The Collector - this is the buyer who leads you and everyone else to believe that there is a problem with an item to simply lower the price so they can purchase it at a discount. I know this sounds crazy but it's true, believe me. I have listened to collectors cast doubt about either the authenticity or quality of an item for this sole purpose. They spread terrible, unfounded rumors to lower the number of interested bidders prior to auction. Some may think this is an acceptable form of buyer strategy but, to me, it is an awful practice because you are directly affecting the price and that hurts the consigner and the auction house.

Just as it is with some sellers, there can be a great deal of jealously amongst collectors. Most collectors are not this way; let me make that clear, but the ones who are this way will stop at nothing to acquire the piece they want. They will start by lying about their personal interest in the piece and go as far as mercilessly trashing that same item to lessen demand. They will sometimes call others directly on the phone; those who might be potential competitors for the item, or proceed to torch the piece on online message boards.
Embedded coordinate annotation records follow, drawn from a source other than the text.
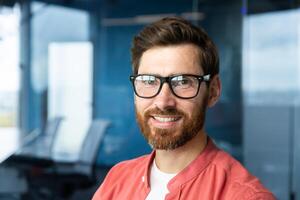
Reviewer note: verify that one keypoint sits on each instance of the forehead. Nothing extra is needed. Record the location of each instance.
(170, 60)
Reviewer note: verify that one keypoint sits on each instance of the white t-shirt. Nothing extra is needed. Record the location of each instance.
(158, 183)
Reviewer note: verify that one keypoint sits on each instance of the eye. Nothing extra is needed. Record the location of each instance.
(147, 80)
(182, 81)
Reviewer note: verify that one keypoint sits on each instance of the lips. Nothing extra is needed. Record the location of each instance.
(165, 119)
(164, 122)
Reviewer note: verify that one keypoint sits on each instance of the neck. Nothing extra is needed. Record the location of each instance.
(174, 161)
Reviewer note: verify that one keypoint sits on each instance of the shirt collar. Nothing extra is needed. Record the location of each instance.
(194, 168)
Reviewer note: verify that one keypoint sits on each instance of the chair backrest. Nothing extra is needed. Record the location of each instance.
(94, 137)
(90, 147)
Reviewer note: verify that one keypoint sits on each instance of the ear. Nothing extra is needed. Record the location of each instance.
(214, 91)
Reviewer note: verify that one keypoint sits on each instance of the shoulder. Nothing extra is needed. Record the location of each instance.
(120, 176)
(242, 185)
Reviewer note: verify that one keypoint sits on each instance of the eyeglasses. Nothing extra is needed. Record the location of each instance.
(184, 86)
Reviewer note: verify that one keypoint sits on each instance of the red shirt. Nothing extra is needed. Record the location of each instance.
(213, 175)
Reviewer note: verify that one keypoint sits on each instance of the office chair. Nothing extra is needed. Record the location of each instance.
(80, 174)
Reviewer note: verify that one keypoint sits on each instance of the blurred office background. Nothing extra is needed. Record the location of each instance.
(64, 67)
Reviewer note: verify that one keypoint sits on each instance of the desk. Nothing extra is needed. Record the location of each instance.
(9, 142)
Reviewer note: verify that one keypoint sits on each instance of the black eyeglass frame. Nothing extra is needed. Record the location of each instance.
(167, 79)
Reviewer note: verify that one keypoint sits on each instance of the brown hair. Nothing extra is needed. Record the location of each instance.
(174, 31)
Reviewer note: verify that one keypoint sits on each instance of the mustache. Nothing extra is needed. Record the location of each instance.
(168, 111)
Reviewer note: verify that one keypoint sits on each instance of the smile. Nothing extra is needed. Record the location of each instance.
(166, 119)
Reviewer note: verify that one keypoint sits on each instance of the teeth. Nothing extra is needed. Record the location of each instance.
(166, 119)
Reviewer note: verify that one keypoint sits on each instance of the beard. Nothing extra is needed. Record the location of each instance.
(172, 138)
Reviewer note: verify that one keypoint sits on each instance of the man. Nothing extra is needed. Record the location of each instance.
(176, 77)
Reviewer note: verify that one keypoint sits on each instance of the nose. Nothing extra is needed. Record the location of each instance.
(165, 99)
The important thing to take away from this column is to be able to recognize this behavior. It is important to distinguish between valid concern and simple trash talking with an agenda in mind, one that benefits The Deal Killer and no one else.

Never get cheated,

Joe Orlando

Joe Orlando
Editor In Chief


Joe Orlando has been an advanced collector of sportscards and memorabilia for over 25 years. Orlando attended Westmont College in Santa Barbara, California where he studied communications and was the starting catcher for the baseball team. After a brief stint in the minor leagues, Orlando obtained a Juris Doctor from Whittier Law School in Southern California in the spring of 1999. During the last fourteen years, Orlando has authored several collecting guides and dozens of articles for Collectors Universe, Inc. Orlando has also authored two books for Collectors Universe. Orlando's first book, The Top 200 Sportscards in the Hobby, was released in the summer of 2002. His second book, Collecting Sports Legends, was released in the summer of 2008. Orlando has appeared on several radio and television programs as a hobby expert including ESPN's award-winning program Outside the Lines and HBO's Real Sports, as the featured guest. Currently, Orlando is the President of PSA and PSA/DNA, the largest trading card and sports memorabilia authentication services in the hobby. He is also Editor of the company's nationally distributed Sports Market Report, which under Orlando's direction has developed into a leading resource in the market. Orlando also contributed the foreword and last chapter to The T206 Collection: The Players and Their Stories, a 2010 release, and to The Cracker Jack Collection: Baseball's Prized Players, a 2013 release.